A particle is fired with velocity `u` making angle `theta` with the horizontal.What is the change in velocity when it is at the highest point?

To find the change in velocity of a particle fired with an initial velocity \( u \) at an angle \( \theta \) with the horizontal when it reaches the highest point, we can follow these steps: ### Step 1: Determine the initial velocity components The initial velocity \( \vec{u} \) can be broken down into its horizontal and vertical components: - Horizontal component: \( u_x = u \cos \theta \) - Vertical component: \( u_y = u \sin \theta \) ### Step 2: Analyze the velocity at the highest point At the highest point of the projectile's trajectory, the vertical component of the velocity becomes zero because the particle momentarily stops moving upward before descending.

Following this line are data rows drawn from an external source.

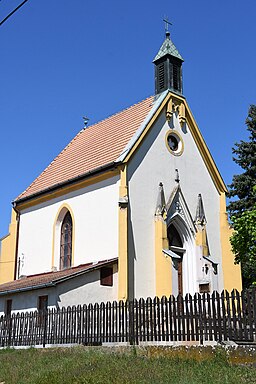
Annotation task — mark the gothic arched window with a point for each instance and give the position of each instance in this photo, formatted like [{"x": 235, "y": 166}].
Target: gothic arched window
[{"x": 66, "y": 242}]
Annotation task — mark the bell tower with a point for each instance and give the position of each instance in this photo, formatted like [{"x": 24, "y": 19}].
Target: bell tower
[{"x": 168, "y": 67}]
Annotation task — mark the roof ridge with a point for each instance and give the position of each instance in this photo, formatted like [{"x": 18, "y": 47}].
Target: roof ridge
[
  {"x": 82, "y": 135},
  {"x": 45, "y": 169},
  {"x": 117, "y": 113}
]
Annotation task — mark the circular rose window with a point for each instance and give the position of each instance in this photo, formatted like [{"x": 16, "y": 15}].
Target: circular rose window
[{"x": 174, "y": 143}]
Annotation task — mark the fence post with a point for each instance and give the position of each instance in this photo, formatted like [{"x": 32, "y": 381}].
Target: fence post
[
  {"x": 9, "y": 328},
  {"x": 131, "y": 323},
  {"x": 45, "y": 315}
]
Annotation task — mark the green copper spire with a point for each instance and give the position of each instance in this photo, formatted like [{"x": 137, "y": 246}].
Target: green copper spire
[{"x": 168, "y": 48}]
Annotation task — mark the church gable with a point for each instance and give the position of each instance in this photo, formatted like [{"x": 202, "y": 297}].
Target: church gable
[{"x": 93, "y": 148}]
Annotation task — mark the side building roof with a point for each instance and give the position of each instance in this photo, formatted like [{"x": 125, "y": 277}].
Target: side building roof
[{"x": 49, "y": 279}]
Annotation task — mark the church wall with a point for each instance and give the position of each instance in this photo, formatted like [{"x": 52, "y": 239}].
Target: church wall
[
  {"x": 151, "y": 164},
  {"x": 95, "y": 221},
  {"x": 84, "y": 289}
]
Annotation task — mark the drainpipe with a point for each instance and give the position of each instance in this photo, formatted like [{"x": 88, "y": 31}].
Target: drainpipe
[{"x": 17, "y": 239}]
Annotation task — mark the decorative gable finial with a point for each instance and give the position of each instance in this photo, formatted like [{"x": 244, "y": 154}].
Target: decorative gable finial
[
  {"x": 85, "y": 119},
  {"x": 167, "y": 23},
  {"x": 177, "y": 176},
  {"x": 200, "y": 218},
  {"x": 160, "y": 205}
]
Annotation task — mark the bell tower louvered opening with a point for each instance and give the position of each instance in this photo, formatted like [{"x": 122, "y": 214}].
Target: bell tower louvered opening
[{"x": 168, "y": 68}]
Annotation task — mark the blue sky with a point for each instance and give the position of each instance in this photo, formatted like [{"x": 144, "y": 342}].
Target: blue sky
[{"x": 63, "y": 59}]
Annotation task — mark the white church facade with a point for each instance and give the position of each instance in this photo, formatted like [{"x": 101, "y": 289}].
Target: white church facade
[{"x": 134, "y": 206}]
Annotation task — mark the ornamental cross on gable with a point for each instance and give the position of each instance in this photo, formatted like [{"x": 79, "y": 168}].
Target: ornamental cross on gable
[{"x": 167, "y": 23}]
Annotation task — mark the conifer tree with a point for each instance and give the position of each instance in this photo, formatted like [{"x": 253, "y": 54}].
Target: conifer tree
[
  {"x": 245, "y": 156},
  {"x": 242, "y": 209}
]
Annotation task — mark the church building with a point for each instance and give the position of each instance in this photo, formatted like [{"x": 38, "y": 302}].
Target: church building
[{"x": 134, "y": 206}]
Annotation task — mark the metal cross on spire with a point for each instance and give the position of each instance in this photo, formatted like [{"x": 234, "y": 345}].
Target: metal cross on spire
[{"x": 167, "y": 23}]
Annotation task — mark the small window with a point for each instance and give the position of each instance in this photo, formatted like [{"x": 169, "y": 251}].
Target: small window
[
  {"x": 42, "y": 303},
  {"x": 174, "y": 143},
  {"x": 66, "y": 242},
  {"x": 8, "y": 307},
  {"x": 204, "y": 288},
  {"x": 106, "y": 276}
]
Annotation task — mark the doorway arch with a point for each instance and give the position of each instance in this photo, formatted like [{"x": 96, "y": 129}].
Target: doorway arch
[{"x": 181, "y": 243}]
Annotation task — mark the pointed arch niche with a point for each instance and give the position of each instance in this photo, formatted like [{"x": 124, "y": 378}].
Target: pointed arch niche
[
  {"x": 63, "y": 239},
  {"x": 182, "y": 247}
]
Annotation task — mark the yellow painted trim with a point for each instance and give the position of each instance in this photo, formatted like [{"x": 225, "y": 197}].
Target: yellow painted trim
[
  {"x": 67, "y": 206},
  {"x": 67, "y": 189},
  {"x": 175, "y": 133},
  {"x": 204, "y": 151},
  {"x": 8, "y": 251},
  {"x": 163, "y": 264},
  {"x": 123, "y": 238},
  {"x": 201, "y": 240},
  {"x": 168, "y": 102},
  {"x": 231, "y": 272}
]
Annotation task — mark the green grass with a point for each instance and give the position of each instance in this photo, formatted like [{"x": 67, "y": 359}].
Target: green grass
[{"x": 120, "y": 365}]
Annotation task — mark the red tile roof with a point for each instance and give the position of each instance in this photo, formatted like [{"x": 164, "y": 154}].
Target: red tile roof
[
  {"x": 43, "y": 280},
  {"x": 93, "y": 147}
]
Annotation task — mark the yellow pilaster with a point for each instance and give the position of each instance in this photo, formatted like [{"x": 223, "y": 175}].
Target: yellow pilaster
[
  {"x": 201, "y": 240},
  {"x": 123, "y": 236},
  {"x": 8, "y": 251},
  {"x": 163, "y": 263},
  {"x": 231, "y": 272}
]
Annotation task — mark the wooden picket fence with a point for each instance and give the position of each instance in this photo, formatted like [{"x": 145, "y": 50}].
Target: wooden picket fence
[{"x": 201, "y": 318}]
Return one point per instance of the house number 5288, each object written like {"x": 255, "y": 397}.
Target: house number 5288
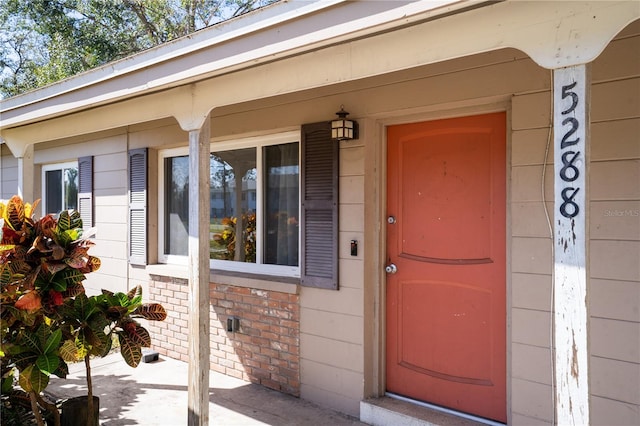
{"x": 569, "y": 172}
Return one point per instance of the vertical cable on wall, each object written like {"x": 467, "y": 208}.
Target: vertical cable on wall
{"x": 548, "y": 217}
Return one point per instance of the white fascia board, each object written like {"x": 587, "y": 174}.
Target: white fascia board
{"x": 113, "y": 81}
{"x": 201, "y": 39}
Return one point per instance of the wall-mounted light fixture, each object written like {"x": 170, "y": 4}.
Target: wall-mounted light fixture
{"x": 343, "y": 129}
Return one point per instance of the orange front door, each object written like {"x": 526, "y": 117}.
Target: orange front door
{"x": 446, "y": 304}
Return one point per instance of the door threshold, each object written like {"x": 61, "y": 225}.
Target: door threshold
{"x": 394, "y": 410}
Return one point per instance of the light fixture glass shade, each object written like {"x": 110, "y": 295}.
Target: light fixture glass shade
{"x": 342, "y": 128}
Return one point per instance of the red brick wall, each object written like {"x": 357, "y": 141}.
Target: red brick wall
{"x": 266, "y": 348}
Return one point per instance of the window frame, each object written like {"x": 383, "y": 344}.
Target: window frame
{"x": 51, "y": 167}
{"x": 257, "y": 142}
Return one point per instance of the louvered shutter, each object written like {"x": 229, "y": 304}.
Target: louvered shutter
{"x": 138, "y": 206}
{"x": 85, "y": 191}
{"x": 319, "y": 218}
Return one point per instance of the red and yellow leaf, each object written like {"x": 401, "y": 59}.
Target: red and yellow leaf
{"x": 29, "y": 302}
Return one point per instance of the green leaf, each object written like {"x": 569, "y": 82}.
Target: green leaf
{"x": 69, "y": 351}
{"x": 30, "y": 340}
{"x": 130, "y": 351}
{"x": 107, "y": 347}
{"x": 47, "y": 363}
{"x": 32, "y": 379}
{"x": 53, "y": 342}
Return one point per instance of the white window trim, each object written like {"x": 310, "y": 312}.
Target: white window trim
{"x": 49, "y": 167}
{"x": 257, "y": 142}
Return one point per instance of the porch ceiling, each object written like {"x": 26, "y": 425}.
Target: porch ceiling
{"x": 306, "y": 47}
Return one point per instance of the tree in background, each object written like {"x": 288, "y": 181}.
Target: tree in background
{"x": 43, "y": 41}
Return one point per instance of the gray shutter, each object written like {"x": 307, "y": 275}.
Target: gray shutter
{"x": 85, "y": 191}
{"x": 138, "y": 206}
{"x": 319, "y": 218}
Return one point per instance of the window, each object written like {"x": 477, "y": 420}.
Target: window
{"x": 59, "y": 187}
{"x": 273, "y": 208}
{"x": 255, "y": 205}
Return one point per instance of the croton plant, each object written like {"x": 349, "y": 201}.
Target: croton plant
{"x": 46, "y": 319}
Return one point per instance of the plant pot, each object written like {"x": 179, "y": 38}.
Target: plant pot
{"x": 74, "y": 411}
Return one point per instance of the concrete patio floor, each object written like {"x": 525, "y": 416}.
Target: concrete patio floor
{"x": 155, "y": 394}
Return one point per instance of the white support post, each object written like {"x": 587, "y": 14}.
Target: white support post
{"x": 198, "y": 394}
{"x": 25, "y": 175}
{"x": 571, "y": 124}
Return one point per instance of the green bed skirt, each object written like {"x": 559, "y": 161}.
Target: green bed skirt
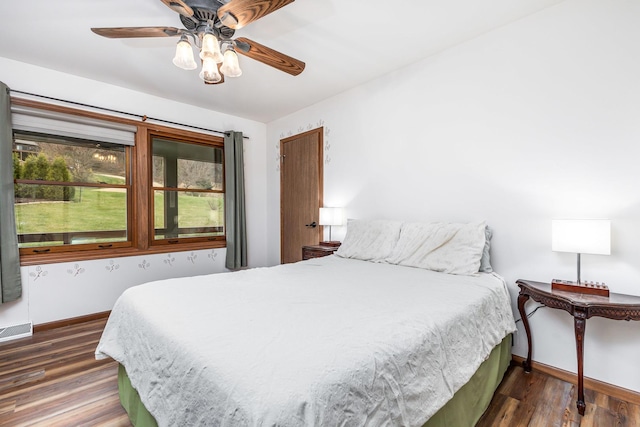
{"x": 464, "y": 409}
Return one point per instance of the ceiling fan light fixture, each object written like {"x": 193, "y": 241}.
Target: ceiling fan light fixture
{"x": 211, "y": 47}
{"x": 209, "y": 71}
{"x": 228, "y": 20}
{"x": 231, "y": 67}
{"x": 184, "y": 55}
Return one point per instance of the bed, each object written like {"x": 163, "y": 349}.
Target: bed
{"x": 359, "y": 338}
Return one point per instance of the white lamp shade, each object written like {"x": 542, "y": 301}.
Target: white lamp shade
{"x": 211, "y": 47}
{"x": 184, "y": 55}
{"x": 231, "y": 67}
{"x": 209, "y": 72}
{"x": 583, "y": 236}
{"x": 331, "y": 216}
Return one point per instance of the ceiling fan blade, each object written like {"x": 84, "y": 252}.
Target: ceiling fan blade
{"x": 269, "y": 56}
{"x": 238, "y": 13}
{"x": 132, "y": 32}
{"x": 179, "y": 6}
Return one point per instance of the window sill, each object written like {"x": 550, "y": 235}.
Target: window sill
{"x": 40, "y": 259}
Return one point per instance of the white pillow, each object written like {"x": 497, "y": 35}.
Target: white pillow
{"x": 445, "y": 247}
{"x": 369, "y": 240}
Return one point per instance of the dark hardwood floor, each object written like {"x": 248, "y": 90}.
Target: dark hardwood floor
{"x": 52, "y": 379}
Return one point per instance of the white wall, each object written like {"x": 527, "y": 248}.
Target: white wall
{"x": 59, "y": 291}
{"x": 537, "y": 120}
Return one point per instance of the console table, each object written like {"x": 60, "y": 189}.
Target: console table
{"x": 581, "y": 307}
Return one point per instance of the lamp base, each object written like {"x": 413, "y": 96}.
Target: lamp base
{"x": 331, "y": 243}
{"x": 581, "y": 287}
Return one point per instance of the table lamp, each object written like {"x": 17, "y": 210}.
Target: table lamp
{"x": 581, "y": 236}
{"x": 331, "y": 217}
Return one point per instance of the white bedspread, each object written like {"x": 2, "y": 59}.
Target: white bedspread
{"x": 324, "y": 342}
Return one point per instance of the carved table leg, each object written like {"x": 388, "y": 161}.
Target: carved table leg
{"x": 580, "y": 323}
{"x": 522, "y": 298}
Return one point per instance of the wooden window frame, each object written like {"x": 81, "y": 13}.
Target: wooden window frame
{"x": 139, "y": 203}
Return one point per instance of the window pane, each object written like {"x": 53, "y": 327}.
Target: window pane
{"x": 49, "y": 215}
{"x": 191, "y": 214}
{"x": 185, "y": 165}
{"x": 53, "y": 158}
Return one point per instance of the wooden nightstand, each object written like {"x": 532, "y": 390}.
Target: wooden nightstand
{"x": 317, "y": 251}
{"x": 581, "y": 307}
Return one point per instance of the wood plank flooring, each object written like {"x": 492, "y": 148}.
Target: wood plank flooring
{"x": 52, "y": 379}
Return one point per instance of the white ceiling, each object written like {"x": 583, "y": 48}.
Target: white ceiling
{"x": 343, "y": 42}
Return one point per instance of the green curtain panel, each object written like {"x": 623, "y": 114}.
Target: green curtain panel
{"x": 10, "y": 280}
{"x": 235, "y": 215}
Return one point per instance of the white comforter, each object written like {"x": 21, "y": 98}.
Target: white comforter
{"x": 324, "y": 342}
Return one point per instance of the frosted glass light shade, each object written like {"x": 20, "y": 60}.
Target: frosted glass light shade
{"x": 184, "y": 55}
{"x": 331, "y": 216}
{"x": 211, "y": 47}
{"x": 231, "y": 67}
{"x": 582, "y": 236}
{"x": 209, "y": 72}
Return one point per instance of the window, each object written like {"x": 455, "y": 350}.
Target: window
{"x": 187, "y": 190}
{"x": 84, "y": 190}
{"x": 70, "y": 193}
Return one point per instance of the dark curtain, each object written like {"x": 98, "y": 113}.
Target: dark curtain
{"x": 10, "y": 280}
{"x": 235, "y": 215}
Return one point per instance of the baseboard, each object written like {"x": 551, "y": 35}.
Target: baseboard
{"x": 570, "y": 377}
{"x": 72, "y": 321}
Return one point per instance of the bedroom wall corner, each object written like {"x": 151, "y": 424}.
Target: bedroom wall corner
{"x": 534, "y": 121}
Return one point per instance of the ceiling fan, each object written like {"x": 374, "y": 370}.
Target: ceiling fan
{"x": 211, "y": 24}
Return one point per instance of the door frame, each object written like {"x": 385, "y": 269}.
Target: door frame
{"x": 320, "y": 132}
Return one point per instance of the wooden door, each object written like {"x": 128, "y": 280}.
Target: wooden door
{"x": 300, "y": 193}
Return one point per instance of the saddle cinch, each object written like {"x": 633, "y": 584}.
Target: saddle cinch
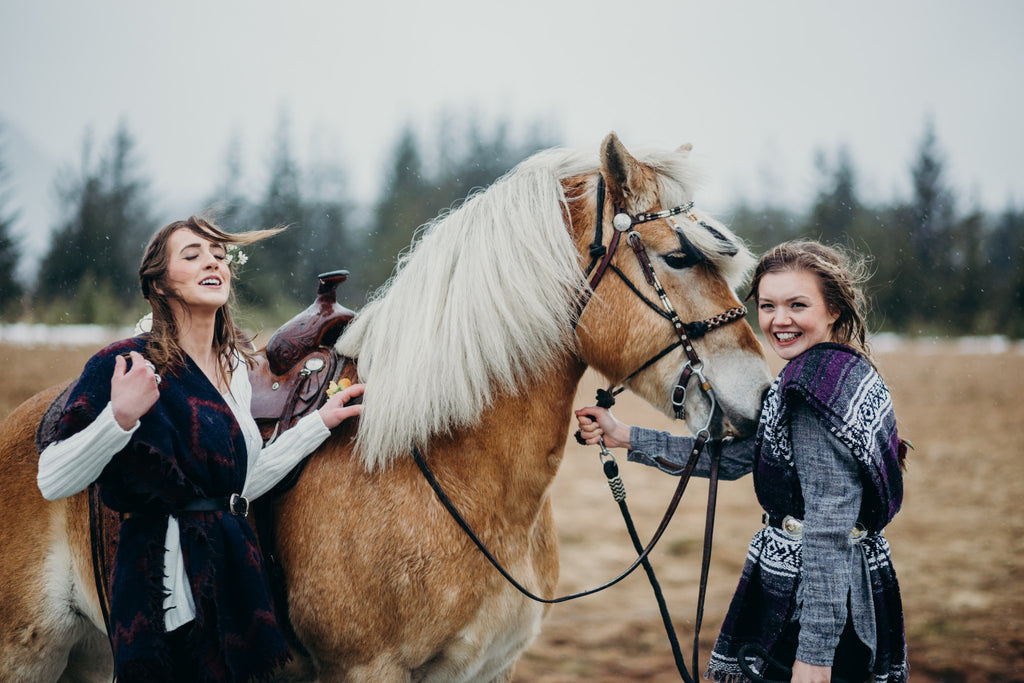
{"x": 291, "y": 378}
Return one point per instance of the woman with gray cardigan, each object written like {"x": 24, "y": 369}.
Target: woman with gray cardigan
{"x": 818, "y": 592}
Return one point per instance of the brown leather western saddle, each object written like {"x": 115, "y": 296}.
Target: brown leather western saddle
{"x": 291, "y": 377}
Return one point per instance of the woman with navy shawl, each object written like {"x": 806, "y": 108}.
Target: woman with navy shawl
{"x": 162, "y": 422}
{"x": 818, "y": 592}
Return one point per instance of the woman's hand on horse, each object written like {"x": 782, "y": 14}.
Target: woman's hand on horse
{"x": 335, "y": 410}
{"x": 597, "y": 423}
{"x": 133, "y": 391}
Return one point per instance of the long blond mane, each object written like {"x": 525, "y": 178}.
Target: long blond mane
{"x": 482, "y": 302}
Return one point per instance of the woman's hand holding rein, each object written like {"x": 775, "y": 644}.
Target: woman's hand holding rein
{"x": 597, "y": 423}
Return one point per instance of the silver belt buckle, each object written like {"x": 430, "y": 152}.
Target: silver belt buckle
{"x": 793, "y": 526}
{"x": 238, "y": 505}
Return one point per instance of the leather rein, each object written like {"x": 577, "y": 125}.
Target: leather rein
{"x": 601, "y": 262}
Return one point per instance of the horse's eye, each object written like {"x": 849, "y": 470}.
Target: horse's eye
{"x": 676, "y": 260}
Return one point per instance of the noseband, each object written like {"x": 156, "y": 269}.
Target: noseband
{"x": 685, "y": 332}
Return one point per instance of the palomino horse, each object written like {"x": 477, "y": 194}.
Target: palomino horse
{"x": 471, "y": 353}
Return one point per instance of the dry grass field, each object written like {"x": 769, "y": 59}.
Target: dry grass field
{"x": 958, "y": 543}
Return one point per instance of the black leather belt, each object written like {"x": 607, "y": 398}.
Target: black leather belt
{"x": 236, "y": 504}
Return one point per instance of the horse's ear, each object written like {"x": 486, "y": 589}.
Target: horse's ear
{"x": 622, "y": 171}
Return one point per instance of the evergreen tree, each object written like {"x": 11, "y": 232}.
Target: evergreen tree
{"x": 402, "y": 207}
{"x": 228, "y": 205}
{"x": 1004, "y": 258}
{"x": 98, "y": 244}
{"x": 467, "y": 159}
{"x": 10, "y": 286}
{"x": 837, "y": 208}
{"x": 328, "y": 244}
{"x": 272, "y": 275}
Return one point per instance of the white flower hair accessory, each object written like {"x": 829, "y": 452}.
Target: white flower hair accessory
{"x": 235, "y": 255}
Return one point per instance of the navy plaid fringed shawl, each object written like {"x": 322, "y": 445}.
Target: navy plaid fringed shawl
{"x": 188, "y": 445}
{"x": 846, "y": 391}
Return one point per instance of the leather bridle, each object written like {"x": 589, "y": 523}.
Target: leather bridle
{"x": 685, "y": 332}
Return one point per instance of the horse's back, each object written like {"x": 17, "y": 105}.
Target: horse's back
{"x": 48, "y": 608}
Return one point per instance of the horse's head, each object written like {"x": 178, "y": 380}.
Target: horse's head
{"x": 663, "y": 329}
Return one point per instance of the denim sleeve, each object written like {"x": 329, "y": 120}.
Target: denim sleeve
{"x": 829, "y": 480}
{"x": 669, "y": 454}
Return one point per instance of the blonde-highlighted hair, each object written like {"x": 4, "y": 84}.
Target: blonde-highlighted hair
{"x": 163, "y": 348}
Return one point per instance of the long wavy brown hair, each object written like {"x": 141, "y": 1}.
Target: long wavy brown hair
{"x": 163, "y": 348}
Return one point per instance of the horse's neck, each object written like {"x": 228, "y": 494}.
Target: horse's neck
{"x": 517, "y": 446}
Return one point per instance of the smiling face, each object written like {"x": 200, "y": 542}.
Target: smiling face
{"x": 197, "y": 271}
{"x": 793, "y": 312}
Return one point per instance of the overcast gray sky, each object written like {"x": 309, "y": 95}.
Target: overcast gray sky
{"x": 757, "y": 87}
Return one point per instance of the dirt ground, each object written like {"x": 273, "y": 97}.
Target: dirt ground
{"x": 957, "y": 545}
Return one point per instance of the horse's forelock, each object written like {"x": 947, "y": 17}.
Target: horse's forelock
{"x": 678, "y": 177}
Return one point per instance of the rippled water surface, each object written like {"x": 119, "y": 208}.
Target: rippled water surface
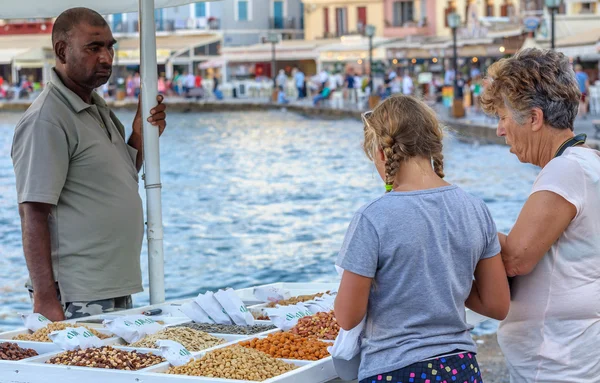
{"x": 253, "y": 198}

Therefore, the velocity at the highest point \( \vec{v} \) is: - Horizontal component: \( v_x = u \cos \theta \) - Vertical component: \( v_y = 0 \) ### Step 3: Write the initial and final velocity vectors The initial velocity vector \( \vec{u} \) can be expressed as: \[ \vec{u} = u \cos \theta \hat{i} + u \sin \theta \hat{j} \] The final velocity vector \( \vec{v} \) at the highest point is: \[ \vec{v} = u \cos \theta \hat{i} + 0 \hat{j} \] ### Step 4: Calculate the change in velocity The change in velocity \( \Delta \vec{v} \) is given by: \[ \Delta \vec{v} = \vec{v} - \vec{u} \] Substituting the expressions for \( \vec{v} \) and \( \vec{u} \): \[ \Delta \vec{v} = (u \cos \theta \hat{i} + 0 \hat{j}) - (u \cos \theta \hat{i} + u \sin \theta \hat{j}) \] This simplifies to: \[ \Delta \vec{v} = -u \sin \theta \hat{j} \] ### Step 5: Find the magnitude of the change in velocity The magnitude of the change in velocity is: \[ |\Delta \vec{v}| = |-u \sin \theta| = u \sin \theta \] ### Conclusion Thus, the change in velocity when the particle is at the highest point is \( u \sin \theta \). ---